Dear friends,
All Saints’ Eve, 2017 will mark the 500th of the reformer Martin Luther nailing his 95 Theses on the door of Wittenberg Castle Church. This marked the beginning of the Reformation across the continent of Europe. Luther challenged the medieval Church against the practice of payment of Indulgences (a fee for a papal cause) as a means of forgiveness of sin. Through Luther’s study of the scriptures he proposed the theology of forgiveness of sin through justification by faith in the Lord Jesus Christ. He was excommunicated from the medieval church for his views on the sacramental theology, scripture, church leadership and structure. However, the ideas of Luther began to take hold in Germany, through the support of the German princes and aided by the recent invention of the printing press. The Reformation of the Church spread throughout Europe through other Reformers, such as John Calvin, who developed Luther’s ideas and was the father of Presbyterianism.
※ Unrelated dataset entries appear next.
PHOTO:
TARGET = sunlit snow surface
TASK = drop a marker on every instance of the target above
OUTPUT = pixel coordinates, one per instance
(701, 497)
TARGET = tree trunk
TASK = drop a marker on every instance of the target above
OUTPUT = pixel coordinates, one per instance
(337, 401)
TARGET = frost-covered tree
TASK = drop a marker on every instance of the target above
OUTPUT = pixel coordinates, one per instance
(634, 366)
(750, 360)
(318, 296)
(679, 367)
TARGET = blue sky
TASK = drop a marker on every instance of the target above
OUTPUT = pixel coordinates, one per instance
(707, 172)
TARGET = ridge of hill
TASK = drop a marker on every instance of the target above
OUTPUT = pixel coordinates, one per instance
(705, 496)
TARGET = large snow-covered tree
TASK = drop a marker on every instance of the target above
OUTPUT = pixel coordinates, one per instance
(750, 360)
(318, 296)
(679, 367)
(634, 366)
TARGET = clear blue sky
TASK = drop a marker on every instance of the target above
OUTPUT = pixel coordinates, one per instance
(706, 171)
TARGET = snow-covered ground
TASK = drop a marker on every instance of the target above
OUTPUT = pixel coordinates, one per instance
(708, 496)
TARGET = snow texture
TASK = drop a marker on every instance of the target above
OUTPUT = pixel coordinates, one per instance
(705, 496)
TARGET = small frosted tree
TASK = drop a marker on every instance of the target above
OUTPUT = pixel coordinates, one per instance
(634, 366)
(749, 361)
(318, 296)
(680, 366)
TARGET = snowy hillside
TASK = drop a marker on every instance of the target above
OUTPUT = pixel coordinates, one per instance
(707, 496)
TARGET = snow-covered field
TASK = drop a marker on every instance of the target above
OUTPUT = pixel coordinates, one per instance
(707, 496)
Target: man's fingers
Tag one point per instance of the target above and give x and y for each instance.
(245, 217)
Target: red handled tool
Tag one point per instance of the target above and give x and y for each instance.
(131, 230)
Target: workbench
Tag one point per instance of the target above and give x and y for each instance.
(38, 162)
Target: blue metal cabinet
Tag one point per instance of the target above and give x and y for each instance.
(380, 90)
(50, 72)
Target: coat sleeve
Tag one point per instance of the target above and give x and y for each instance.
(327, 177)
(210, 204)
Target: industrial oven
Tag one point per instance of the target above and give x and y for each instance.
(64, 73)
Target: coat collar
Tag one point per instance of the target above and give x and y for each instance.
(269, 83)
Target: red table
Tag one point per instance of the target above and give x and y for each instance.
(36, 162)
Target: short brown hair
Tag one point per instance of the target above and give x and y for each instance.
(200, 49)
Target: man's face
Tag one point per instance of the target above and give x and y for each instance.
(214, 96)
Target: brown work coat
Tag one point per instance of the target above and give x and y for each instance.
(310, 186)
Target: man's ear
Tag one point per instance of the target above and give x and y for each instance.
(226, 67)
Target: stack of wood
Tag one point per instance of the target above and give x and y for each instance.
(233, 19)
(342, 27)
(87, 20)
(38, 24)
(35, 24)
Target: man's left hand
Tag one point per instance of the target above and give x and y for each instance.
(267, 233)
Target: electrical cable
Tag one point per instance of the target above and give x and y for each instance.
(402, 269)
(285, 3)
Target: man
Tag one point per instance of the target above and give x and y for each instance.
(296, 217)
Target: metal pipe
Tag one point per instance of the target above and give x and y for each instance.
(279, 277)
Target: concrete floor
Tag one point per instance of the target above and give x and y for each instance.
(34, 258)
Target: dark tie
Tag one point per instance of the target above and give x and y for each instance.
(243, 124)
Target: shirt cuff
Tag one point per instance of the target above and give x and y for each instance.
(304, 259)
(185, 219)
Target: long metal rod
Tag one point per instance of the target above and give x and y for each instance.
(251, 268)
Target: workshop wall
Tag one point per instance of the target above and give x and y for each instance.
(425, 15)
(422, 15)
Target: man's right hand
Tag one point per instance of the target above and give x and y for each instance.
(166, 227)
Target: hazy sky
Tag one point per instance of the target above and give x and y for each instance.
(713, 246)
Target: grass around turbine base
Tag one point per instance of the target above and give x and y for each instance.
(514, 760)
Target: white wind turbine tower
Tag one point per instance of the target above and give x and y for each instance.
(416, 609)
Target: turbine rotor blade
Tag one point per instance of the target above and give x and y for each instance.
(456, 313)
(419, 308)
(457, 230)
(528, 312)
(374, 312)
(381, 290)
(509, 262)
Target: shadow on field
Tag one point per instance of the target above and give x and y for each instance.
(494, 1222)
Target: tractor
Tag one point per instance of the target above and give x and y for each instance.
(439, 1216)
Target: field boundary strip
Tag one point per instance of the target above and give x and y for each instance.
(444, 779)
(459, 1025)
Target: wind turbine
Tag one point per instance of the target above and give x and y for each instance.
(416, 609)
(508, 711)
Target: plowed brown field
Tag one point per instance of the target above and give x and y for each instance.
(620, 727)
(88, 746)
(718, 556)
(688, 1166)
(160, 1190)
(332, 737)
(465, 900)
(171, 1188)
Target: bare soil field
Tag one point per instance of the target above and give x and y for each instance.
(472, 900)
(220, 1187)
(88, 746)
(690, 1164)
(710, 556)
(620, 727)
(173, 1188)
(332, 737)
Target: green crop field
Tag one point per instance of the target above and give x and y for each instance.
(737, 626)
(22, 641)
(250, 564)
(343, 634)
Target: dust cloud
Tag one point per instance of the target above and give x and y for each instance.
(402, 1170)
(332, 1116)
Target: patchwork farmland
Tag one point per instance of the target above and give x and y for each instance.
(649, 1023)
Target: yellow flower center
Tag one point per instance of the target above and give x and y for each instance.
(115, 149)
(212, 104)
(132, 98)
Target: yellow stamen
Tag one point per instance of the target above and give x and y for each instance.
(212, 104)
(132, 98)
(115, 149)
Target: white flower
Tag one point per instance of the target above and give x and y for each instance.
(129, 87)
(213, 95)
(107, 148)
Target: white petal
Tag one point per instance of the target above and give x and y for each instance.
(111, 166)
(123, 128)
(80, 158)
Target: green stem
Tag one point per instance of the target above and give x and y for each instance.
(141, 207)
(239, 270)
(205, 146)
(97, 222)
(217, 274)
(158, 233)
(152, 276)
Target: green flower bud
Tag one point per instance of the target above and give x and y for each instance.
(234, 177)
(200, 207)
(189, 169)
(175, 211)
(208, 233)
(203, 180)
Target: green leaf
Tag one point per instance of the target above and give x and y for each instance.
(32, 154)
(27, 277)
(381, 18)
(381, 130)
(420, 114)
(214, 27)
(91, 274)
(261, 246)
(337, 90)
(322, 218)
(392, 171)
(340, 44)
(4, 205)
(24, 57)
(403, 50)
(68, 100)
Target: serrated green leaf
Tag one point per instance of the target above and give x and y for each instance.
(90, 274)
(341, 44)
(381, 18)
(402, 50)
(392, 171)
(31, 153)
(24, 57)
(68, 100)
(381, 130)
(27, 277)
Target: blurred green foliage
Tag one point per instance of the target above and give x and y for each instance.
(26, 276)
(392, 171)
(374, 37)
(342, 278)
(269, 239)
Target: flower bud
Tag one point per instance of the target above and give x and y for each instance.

Calvin was born in 1509 to a wealthy family in Noyer, France. After schooling, he trained as a humanist lawyer, but went on study theology. Calvin became aware of the ideas of Martin Luther and in 1530 was invited by William Farrell, the Swiss Reformer to help reform the Church in Geneva after publishing the first edition of his magnus opus, ‘The ‘Institutes of Christian Religion’. However, the local council were resistant to the ideas of the Reformation and Calvin and Farrell were expelled from the city. They were invited back to Geneva in 1541 and the Reformation took hold. Calvin developed Luther’s idea of the ‘priesthood of all believers’ and established a Church structure where all clergy were equal (no hierarchy) and local congregations were led by groups of elected elders. Calvin and his fellow Reformers also devised a structure that provided support for elders and ministers, which was the forerunner of Presbytery. Like Luther, John Calvin preached his sermons in his mother tongue. He was a clear systematic thinker, who wrote commentaries on most of the books of the Bible, many of which continue to be published today.
John Knox, who had fled Scotland, when Mary of Guise came to the throne, became a pupil of Calvin in Geneva. He took Calvin’s model of Church structure and liturgical practice back to Scotland when he returned. Calvinistic ideas soon spread across Scotland and Calvin helped write a Scots Confession of faith for the newly formed Presbyterian Church in Scotland. The Church of Scotland not only reshaped the ordinances of Christian worship in Scotland, it transformed the country through the provision of a school in in every parish, which soon improved literacy across the land. Improved education helped shape the Scottish enlightenment in the 17th and 18th centuries.
Over the month of September, we are giving some time to reflect upon the Reformation -we could hardly ignore a 500th birthday! It is important to understand what has shaped us, where we have come from and what might continue to influence us as we go forward. The principles of the Reformation can be summed up with the expression ‘sola fides, sola gratia, sola Christus, sola scriptura‘ (translated as ‘by faith alone, by grace alone, by Christ alone, by scripture alone’). These should be the guiding principles of gospel proclamation in Reformed Churches today. These principles define the distinctive gospel of Christ that a broken and fallen world needs more than ever to hear.